Prevention is better than cure. The massive withdrawal of ranitidine, a medicine commonly used to treat stomach problems, is another reminder of that.
An affordable drug that has been distributed by 70 pharmaceutical firms in the country since 1989, it has become a staple to cure chronic acid reflux that can cause stomach pain and heartburn.
Recent findings by the United States Food and Drug Administration and the European Medicine Agency that ranitidine contained a small amount of N-Nitrosodimethylamine (NDMA), a carcinogenic substance, have led the Indonesian Food and Drug Monitoring Agency (BPOM) to make the call; it has given pharma companies 80 days to recall the product.
The agency cited a global study that determined the acceptable daily intake of NDMA to be 96 nanograms. Intake higher than that would be carcinogenic in the long term.

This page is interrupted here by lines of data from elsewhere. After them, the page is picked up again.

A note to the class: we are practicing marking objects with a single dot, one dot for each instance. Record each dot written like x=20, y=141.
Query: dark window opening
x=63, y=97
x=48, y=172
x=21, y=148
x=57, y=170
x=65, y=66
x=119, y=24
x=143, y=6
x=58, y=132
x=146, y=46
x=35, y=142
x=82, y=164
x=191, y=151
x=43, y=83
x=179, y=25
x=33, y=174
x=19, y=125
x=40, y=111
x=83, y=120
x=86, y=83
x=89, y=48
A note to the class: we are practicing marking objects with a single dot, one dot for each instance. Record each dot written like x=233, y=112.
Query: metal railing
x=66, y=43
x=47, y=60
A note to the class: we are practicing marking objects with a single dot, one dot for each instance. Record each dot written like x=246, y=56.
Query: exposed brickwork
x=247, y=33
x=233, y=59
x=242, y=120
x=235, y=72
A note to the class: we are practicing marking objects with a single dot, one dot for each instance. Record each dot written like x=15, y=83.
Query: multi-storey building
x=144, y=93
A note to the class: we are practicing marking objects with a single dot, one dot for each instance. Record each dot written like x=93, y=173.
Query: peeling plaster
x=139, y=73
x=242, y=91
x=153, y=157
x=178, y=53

To say that the authorities have not done enough to protect citizens from a hazardous drug is an understatement, since, in fact, there was previously no evidence that the medicine carried high risk and there have not been any reports of victims of the drug.
The case is rather a cautionary tale that, to mitigate the unknown impacts of chemicals in any drug, it is always better to start eating a good diet — a simple, often neglected, yet important part of our everyday life.
It is more convenient to eat high-fat or spicy food or drink too much coffee and leave our gastric concerns to drugs like ranitidine. It is cheap, available at any drugstore, and can be purchased without a prescription.
But this kind of mindset can also be deadly.
A study published in medical journal The Lancet this year found that poor diet was responsible for more deaths globally than tobacco and high blood pressure. The study found that consuming low amounts of healthy foods, such as whole grains, and too many unhealthy foods, including sweetened beverages, account for one in every five deaths globally.
The research, which covered 40 countries, found that poor diets were responsible for 10.9 million deaths, or 22 percent of all deaths among adults in 2017, with cardiovascular disease as the leading cause, followed by cancers and diabetes. In comparison, tobacco was associated with 8 million deaths, and high blood pressure was linked to 10.4 million deaths.
Last year, a judge in California ruled that coffee must carry cancer warnings, saying that acrylamide, a chemical commonly found in coffee, french fries, potato chips and other foods that have been cooked at high temperatures, is a carcinogen.
Although the ruling was withdrawn in June, it gives another reason for us to be careful with our diet. As simple as it sounds, we can prevent harmful habits by becoming more mindful of what we eat.
The question is, are we willing to do that?